There have been several revolutions in British history. Scientific, roughly, in order: wheel, printing, industrial (steam, steel, rail and aircraft), internet/world wide web. Social: English Common Law (c.1000AD), 1832 Great Reform Bill, Women's Emancipation (1920s), general liberalisation of all social barriers/classes, particularly of young people and minority groups (1960s … but really delayed after effect of WW2)
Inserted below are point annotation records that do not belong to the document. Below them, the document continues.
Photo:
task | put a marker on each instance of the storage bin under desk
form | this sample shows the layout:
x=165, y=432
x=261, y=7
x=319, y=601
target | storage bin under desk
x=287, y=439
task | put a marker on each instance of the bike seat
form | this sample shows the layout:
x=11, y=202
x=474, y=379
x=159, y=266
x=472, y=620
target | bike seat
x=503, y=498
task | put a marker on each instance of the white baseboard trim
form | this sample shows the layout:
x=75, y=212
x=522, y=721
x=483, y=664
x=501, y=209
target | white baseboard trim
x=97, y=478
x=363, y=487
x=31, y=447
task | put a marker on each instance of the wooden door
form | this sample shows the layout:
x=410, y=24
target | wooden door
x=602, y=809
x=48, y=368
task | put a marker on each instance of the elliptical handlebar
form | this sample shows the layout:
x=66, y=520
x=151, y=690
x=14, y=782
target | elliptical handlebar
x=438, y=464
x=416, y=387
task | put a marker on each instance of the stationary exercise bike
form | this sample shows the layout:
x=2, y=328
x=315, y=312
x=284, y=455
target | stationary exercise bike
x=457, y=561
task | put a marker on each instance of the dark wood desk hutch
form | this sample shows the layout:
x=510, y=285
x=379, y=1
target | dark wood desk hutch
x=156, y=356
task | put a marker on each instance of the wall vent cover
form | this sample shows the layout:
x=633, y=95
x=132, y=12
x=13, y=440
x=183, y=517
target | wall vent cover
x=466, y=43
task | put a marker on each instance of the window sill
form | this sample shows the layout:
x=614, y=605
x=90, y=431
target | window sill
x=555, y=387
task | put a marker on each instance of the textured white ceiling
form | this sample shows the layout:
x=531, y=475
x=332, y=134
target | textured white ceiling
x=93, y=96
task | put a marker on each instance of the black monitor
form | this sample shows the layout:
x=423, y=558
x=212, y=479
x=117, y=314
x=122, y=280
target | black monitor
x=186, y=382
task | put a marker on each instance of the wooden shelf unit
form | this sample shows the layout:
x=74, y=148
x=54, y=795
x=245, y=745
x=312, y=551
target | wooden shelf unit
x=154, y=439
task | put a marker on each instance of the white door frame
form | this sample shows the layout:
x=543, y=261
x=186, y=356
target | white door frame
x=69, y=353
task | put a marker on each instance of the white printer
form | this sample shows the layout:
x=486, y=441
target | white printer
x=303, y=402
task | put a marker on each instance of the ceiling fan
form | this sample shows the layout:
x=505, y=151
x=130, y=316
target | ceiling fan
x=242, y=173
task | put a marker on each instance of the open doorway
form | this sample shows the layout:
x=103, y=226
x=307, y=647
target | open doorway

Things about climbing that were different in the 60s from now:

Male-dominated (worse)
More dangerous (not sure if that was worse: there are arguably too many people 'pretending' now to be climbers)
More uncomfortable - e.g. horrible outdoor clothing: heavy, itchy sweaty; lousy sun protection (much worse);
Far less predictable, calibrated, accurately graded i.e more genuinely adventurous (I think better)
Tougher and rougher (generally better: brought out the best in people, and better camaraderie)
More friendly, with the atmosphere of simply belonging to one big club: modern car-based climbers often have little real communication with other groups (better)
More expensive, relatively - particularly climbing equipment (worse)
Overall much more eccentric, fun, unconventional (much better).
The rock and the mountains just the same, though a little less worn (a bit better)
 zigzag 07 Mar 2014
In reply to Andy Moles:

Hi Andy, actually I'm one of the really old guys and I think todays climbers are fitter and far better climbers than there used to be, because people are generally fitter and train up as well has having far superior climbing gear than what was once available. hey I've still got a pair of EBs I use occasionally, but I've just bought a new rope that'll see me out
I can't do the hard stuff now but I still have fun climbing the easier stuff and that's what it's all about, Cheers Andy, Happy Climbing
 Choss 07 Mar 2014
In reply to Andy Moles:

It was Better being a full Time Climber in the 80s. They only asked you if you had Looked for work every 6 Months. Now they hassle folk every fortnight they sign on. Its wrong so it is.